All eleven LPAs described the donor's intention as an 'instruction' using mandatory language, like 'must', and one also described it as a ‘preference’ where the attorney does not have to follow them but should bear them in mind. The relationships between the persons to benefit and the donors were broad; largely referencing family but in one case the person to benefit was simply named with no further explanation as to the relationship with the donor. The test cases also included an LPA where the person to benefit was also the attorney.
The prevailing legislation, the Mental Capacity Act 2005 (MCA), limits what an LPA can specify and the OPG must consider whether a prospective LPA contains provisions that would either be ineffective or would actually invalidate the LPA. If the OPG considers the provisions fall into this category it must not register the LPA until the Court of Protection has reached a decision.
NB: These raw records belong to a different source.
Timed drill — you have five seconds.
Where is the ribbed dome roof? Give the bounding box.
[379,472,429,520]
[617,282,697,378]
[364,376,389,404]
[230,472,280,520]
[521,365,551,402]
The Court, in turn, has the power either to sever the offending provision and order registration of the amended LPA or to order the OPG not to register the LPA.
Examples of ineffective provisions would include giving permission to the attorney to make gifts that go beyond the restrictions in s.12 of the MCA, the attorney may make gifts - on customary occasion to persons (including himself) who are related to or connected with the donor, or to any charity to whom the donor made or might have been expected to make gifts, if the value of each such gift is not unreasonable having regard to all the circumstances and, in particular, the size of the donor's estate, and those which go beyond what a person can achieve through their attorney and an LPA such as making a Will.
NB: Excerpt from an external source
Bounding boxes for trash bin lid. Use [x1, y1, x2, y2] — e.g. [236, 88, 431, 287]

The Court of Protection Judge on examining the eleven sample LPAs concluded that:
- provisions that provide for attorneys to use the donor's funds to benefit persons other than the donor are not invalid as long as they are not linked to a 'customary occasion' as defined by the MCA;
- provisions that provide for attorneys to use the donor's funds to benefit persons other than the donor are not valid if and because they relate to provision for a person whom the donor has a legal obligation to maintain;
- provisions that provide for attorneys to use the donor's funds to benefit persons other than the donor may be valid as a written statement of the donor's wishes as long as they are expressed in terms of wishes, but they would be ineffective if they were expressed in mandatory terms, i.e. as instructions;
- provisions that provide for attorneys to use the donor's funds to benefit the attorney themselves are not invalidated by the attorney's fiduciary obligations; and
- provisions that provide for attorneys to use the donor's funds to benefit the attorney themselves are valid because any conflict has been authorised by the donor and the attorney must in any event act in accordance with the donor's best interests.
The judgment was supported by a helpful flow chart, a ‘decision tree’, which aims to help navigate attorneys through the everyday decisions they face when considering if they can spend the donor’s funds.